Security officials said the consulate was empty when the Iraqi protesters set the building ablaze on September 7 and shouted condemnation of what they perceive as Tehran’s excessive influence over Iraq’s political situation.
The violence occurred during the fifth day of bloody demonstrations by Iraqis against their government, with at least 11 people being killed in Basra in clashes with security forces and many official buildings being ransacked and set on fire.
The casualties were reported on September 7 as the authorities announced a citywide curfew in Basra beginning at 9 p.m. local time.
Iran and Iraq -- enemies in a brutal eight-year war that ended in 1988 -- have developed close ties since Iraqi leader Saddam Hussein was toppled in 2003 by a U.S.-led invasion. Shi'a-led Iran has become heavily involved in Iraq's political affairs and sponsors powerful Shi'ite militia groups that played a role in defeating Islamic State (IS) extremists last year.
Iraq's population is 60-65 percent Shi’a, 15-20 percent Sunni Arab, and 17 percent Sunni Kurd, creating a tense balance of power in the country.
News agencies quoted Basra residents and protesters as saying they have become angered by corruption, mismanagement, and a collapse of infrastructure that has led to a loss of electricity and safe drinking water in the blazing summer heat.
Smaller protests have been reported in other cities, including the capital, Baghdad, and Karbala.
Iraqi Prime Minister Haidar al-Abadi's national security council met on September 7 and said it was investigating reports of casualties in protests over the five-day period.
Ayatollah Ali al-Sistani, the leading authority among members of Iraq's Shi'ite majority, blamed the country’s political leaders for the unrest and said a new government “different from its predecessors" should be formed.

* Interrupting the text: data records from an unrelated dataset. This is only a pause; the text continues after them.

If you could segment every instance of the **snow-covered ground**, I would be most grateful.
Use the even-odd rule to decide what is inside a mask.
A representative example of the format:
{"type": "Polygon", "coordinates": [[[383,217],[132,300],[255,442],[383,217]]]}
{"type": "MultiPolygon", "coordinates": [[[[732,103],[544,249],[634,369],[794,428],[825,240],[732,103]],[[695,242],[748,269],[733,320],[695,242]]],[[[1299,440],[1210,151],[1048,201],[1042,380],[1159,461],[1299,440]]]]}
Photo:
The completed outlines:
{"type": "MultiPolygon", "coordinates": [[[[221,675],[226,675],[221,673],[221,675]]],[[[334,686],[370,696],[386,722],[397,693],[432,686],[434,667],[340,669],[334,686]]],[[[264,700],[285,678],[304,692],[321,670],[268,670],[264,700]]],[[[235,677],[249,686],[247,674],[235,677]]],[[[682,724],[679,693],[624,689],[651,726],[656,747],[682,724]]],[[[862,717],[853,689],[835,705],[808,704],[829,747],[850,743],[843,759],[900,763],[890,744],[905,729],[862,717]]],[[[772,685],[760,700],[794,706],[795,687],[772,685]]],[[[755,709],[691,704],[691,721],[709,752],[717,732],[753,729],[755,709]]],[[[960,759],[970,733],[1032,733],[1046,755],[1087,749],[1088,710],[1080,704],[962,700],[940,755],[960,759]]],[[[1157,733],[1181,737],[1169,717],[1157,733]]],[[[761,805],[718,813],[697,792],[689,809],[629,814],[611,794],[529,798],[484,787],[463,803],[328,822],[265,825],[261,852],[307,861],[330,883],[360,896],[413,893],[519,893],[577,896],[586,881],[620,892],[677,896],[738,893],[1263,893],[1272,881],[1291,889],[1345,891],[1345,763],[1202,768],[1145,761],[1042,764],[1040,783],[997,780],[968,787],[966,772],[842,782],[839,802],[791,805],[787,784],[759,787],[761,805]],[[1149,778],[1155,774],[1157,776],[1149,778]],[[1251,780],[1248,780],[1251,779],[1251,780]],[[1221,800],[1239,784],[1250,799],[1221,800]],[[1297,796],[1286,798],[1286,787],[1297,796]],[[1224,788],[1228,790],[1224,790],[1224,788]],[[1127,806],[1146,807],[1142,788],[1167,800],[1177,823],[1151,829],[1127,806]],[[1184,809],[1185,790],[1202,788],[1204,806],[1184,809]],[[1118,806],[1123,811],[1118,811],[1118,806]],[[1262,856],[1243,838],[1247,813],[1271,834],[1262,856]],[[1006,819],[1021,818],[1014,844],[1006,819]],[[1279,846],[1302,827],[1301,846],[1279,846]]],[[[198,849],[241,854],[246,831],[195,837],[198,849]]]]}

"This reality cannot change if the next government is formed according to the same criteria adopted when forming previous governments. Pressure must be exerted for the new government to be different from its predecessors," the 88-year-old Sistani said.
Abadi and powerful Shi’ite cleric Muqtada al-Sadr announced on June 23 that they had agreed on a political coalition to form a new government after inconclusive national elections.
Sadr's political bloc, which includes communists, won 54 seats in the the legislative elections, making it the largest grouping in Iraq's 329-seat parliament.
The political uncertainty helped raise tensions amid growing public anger over poor basic services, unemployment, and the slow pace of rebuilding following the long battle with the Islamic State (IS) militant group.
The Western-backed government has also attempted to delicately balance relations with the United States and mainly Shi’ite Iran, which are bitter rivals.